According to her, residents, especially women in Island communities in the Krachi West and other parts of the country are virtually left out from the Breast Cancer awareness campaign by experts and only concentrate in the Districts.

Hon Ntoso made the call while contributing to a joint statement made by Hon Sara Adwoa Sarfo and Dr Bernard Oko-Boye on the floor of parliament on Wednesday, October 23, to commemorate the World Breast Cancer Month.

The month of October has been observed annually as a Breast Cancer awareness campaign month throughout the world.

The campaign is aimed at increasing breast cancer awareness, early detection and survivor support.

It also connects emerging cancer and health institutions to strengthen other non-governmental organizations to improve programmes and services for affected people.

The theme for this year awareness campaign is on the theme: “Early Detection is the Best Protection.”

MP in chambers of parliament

Currently, in Ghana, the cost of screening is driven many patients away, especially the poor because it is not covered by the National Health Insurance Scheme (NHIS), though it’s treatment is covered when detected.

Available statistics also indicated the disease is on the rise globally and Ghana is not an exception.

For instance, the World Health Organisation (WHO) reports on Breast Cancer in 2012, recorded a prevalence rate of 2,0062 cases, while 4,0450 cases reported in 2018.

This, Hon Ntoso said early detection is the best and the campaign led by the Health Ministry and the Ghana Health Services (GHS) intensify the campaign and extend same to the remote communities, where ignorance on the disease is still high.

She said because of the geographical location of the island communities, the awareness campaigners only concentrate in the towns, leaving them to become more vulnerable to the disease.

Nonetheless, Hon Ntoso urged her fellow women to reports to health centres whenever they detect abnormalities which are signs and symptoms of the disease.

She also encouraged men who love suckling their partner’s breast to support them to seek expert advice anytime they detect unusual discharged of breast milk from their breast.

Hon Helen Ntoso

Other MPs, especially the medical experts also identified delay in early treatment as a result of some men or husbands, deciding on where and when their wife’s who are breast cancer patients go for treatment.

Dr Zanetor Agyeman-Rawlings, MP for Klottey Korle, and Dr Oko-Boye advised all especially women to examine their breast regularly for early detection of the disease.

Dr Nana Ayew Aftiyie, MP for Effiduase-Asokore said besides breast cancer cervical cancer is another major cancer in women.

He said Breast and Cervical cancers are considered the most potentially preventable and curable among chronic and life-threatening diseases and urged Ghanaian women to regularly check their breast in health facilities.

Dr Sebastian Sandaare, MP for Dafiama/Bussie/Issa, said breast cancer has become number one killer of women globally but believed that the continued awareness campaign would help educate member of the public about the danger of the disease.

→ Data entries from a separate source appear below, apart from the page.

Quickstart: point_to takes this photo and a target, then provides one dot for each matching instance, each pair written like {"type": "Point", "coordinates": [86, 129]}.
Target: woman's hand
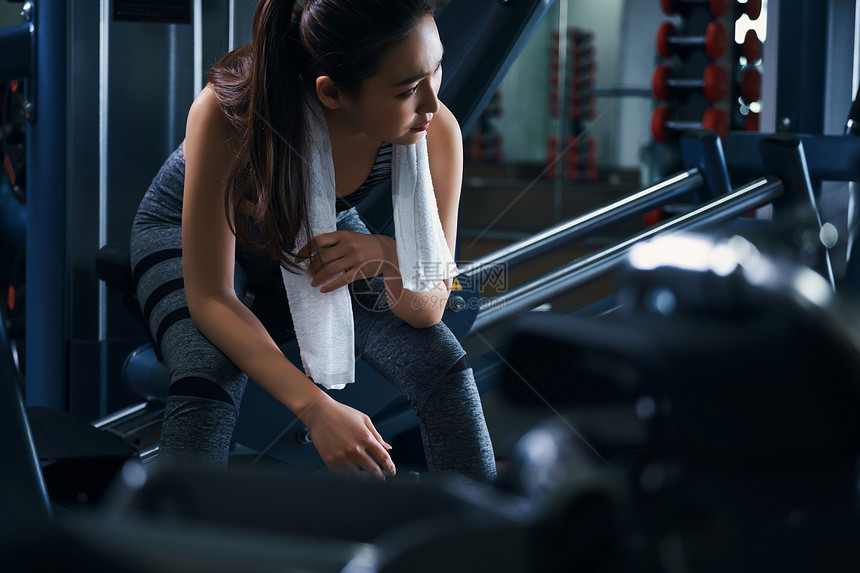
{"type": "Point", "coordinates": [347, 441]}
{"type": "Point", "coordinates": [355, 255]}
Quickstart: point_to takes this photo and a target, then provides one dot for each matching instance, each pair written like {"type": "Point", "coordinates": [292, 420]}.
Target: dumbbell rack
{"type": "Point", "coordinates": [484, 142]}
{"type": "Point", "coordinates": [576, 158]}
{"type": "Point", "coordinates": [691, 51]}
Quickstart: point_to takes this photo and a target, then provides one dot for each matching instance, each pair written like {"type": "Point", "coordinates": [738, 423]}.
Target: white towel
{"type": "Point", "coordinates": [323, 321]}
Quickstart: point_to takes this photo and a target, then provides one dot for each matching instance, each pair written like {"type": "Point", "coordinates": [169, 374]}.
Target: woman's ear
{"type": "Point", "coordinates": [328, 93]}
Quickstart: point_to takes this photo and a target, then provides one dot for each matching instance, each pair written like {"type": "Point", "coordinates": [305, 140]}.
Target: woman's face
{"type": "Point", "coordinates": [398, 102]}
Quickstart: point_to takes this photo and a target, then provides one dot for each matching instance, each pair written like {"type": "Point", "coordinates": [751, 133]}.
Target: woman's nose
{"type": "Point", "coordinates": [430, 101]}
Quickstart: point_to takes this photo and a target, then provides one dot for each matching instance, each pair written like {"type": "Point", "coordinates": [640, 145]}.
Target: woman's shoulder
{"type": "Point", "coordinates": [206, 120]}
{"type": "Point", "coordinates": [444, 127]}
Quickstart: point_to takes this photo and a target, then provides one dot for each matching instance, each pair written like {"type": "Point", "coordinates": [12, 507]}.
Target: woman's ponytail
{"type": "Point", "coordinates": [272, 145]}
{"type": "Point", "coordinates": [261, 89]}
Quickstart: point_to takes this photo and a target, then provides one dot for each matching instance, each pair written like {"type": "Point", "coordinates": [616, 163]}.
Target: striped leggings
{"type": "Point", "coordinates": [428, 366]}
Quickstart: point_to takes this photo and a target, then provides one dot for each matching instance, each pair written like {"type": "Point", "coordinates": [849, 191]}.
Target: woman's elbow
{"type": "Point", "coordinates": [424, 317]}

According to Dr Sandaare, a cure for breast cancer exists but many wallows in self-deception and self-denial leading to death.

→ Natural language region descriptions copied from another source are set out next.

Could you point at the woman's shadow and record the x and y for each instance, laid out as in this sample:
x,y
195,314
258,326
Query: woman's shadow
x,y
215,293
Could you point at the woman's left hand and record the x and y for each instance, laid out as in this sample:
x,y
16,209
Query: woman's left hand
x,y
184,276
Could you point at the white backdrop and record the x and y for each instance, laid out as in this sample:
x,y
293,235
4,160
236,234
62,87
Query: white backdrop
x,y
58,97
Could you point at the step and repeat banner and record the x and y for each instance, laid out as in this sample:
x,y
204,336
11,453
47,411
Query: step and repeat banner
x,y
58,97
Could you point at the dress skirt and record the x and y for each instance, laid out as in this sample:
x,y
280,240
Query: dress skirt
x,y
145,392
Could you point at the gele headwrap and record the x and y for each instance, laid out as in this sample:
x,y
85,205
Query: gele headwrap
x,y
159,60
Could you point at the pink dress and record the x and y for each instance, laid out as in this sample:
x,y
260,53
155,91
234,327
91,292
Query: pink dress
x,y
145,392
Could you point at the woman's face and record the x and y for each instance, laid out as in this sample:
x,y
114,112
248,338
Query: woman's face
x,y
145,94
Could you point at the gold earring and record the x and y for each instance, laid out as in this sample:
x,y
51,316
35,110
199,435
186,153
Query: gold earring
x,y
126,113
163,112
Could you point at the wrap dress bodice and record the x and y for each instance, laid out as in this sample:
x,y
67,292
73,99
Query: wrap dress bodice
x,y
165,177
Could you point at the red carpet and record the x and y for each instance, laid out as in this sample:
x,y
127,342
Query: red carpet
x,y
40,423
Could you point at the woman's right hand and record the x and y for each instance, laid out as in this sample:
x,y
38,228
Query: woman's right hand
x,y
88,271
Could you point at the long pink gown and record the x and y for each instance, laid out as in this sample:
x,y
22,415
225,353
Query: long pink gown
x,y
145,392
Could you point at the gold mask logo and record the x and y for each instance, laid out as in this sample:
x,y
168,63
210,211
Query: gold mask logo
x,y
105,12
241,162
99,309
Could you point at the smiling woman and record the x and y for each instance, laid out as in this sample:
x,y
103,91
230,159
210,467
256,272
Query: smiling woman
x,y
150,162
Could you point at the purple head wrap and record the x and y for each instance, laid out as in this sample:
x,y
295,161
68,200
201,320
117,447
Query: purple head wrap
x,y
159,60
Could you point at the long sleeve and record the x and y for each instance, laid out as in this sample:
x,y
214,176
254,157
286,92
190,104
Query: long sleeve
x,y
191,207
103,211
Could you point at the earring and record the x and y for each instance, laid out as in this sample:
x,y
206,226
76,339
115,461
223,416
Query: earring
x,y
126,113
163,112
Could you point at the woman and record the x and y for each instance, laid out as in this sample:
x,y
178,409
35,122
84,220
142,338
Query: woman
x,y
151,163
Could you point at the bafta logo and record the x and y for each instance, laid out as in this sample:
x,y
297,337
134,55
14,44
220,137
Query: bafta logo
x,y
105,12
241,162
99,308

Speaker of Parliament, Rt Hon Prof Mike Oquaye charged Dr Zanetor and Dr Oko-Boye to take up the challenges and formulate a policy that would help parliament to help its members and staff to screen on the disease.

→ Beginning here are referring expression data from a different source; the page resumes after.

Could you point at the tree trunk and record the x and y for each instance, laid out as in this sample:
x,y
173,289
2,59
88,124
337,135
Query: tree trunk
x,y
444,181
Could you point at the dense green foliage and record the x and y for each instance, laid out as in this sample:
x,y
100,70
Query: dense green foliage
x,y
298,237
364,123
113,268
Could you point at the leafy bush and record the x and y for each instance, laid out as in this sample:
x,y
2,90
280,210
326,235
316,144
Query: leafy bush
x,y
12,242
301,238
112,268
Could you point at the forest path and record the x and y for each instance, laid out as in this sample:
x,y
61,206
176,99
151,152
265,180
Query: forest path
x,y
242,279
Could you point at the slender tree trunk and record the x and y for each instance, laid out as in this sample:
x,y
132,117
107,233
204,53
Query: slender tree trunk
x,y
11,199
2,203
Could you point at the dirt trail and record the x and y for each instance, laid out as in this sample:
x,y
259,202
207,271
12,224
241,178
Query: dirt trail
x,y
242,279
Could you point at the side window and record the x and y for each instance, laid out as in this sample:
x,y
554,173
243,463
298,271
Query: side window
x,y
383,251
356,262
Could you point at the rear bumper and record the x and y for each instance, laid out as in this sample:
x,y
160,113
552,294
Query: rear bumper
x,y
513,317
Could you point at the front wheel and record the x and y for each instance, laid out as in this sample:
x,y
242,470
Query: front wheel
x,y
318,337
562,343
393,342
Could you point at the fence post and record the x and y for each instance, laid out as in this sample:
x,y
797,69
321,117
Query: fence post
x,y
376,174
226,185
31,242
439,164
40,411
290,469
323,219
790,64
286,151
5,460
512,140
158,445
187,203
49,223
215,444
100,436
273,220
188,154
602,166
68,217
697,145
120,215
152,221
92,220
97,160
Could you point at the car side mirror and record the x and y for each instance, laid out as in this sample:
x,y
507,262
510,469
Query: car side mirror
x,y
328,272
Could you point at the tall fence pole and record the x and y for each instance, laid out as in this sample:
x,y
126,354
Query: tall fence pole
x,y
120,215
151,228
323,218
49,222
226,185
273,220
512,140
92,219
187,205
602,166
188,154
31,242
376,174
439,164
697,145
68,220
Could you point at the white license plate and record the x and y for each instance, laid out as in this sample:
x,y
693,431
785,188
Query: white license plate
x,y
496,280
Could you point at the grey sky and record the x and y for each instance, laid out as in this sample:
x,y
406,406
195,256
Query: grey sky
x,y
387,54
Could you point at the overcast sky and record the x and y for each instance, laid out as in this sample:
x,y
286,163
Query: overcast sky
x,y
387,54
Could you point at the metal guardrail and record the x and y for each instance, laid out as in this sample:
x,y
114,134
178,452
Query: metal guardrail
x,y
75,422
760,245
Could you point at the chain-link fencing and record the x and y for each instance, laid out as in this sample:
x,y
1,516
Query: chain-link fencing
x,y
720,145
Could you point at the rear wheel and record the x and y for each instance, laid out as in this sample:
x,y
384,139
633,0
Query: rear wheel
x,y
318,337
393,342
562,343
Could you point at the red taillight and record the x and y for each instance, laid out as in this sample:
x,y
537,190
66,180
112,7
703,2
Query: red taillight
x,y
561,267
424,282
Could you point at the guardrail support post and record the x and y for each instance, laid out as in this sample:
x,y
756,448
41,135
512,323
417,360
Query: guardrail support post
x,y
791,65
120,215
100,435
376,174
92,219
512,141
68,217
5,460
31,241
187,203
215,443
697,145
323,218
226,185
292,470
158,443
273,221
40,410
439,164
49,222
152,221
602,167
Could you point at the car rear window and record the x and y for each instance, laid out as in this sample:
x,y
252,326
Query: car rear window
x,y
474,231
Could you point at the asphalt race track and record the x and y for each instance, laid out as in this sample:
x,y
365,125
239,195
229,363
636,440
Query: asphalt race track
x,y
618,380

Some experts also attributed the absence of good and reliable data and population-based breast cancer registry as an impediment of production of an accurate picture of the cancer burden in Ghana.

The inability to have these vital resources, they said is affecting policy formulation, advocacy and education to fight and control breast cancer in the country.

Others also identified stigmatization and outmoded culture values as some of the impediment to the fight against breast cancer.

However, they are still the major cause of deaths worldwide.

Cancer, which is one of the emerging diseases in Africa, according to experts, occurs in about 200 types of diseases making the complexity of the cancer story, especially in the developing world, accounting for at least 72 per cent of the approximately eight million deaths worldwide.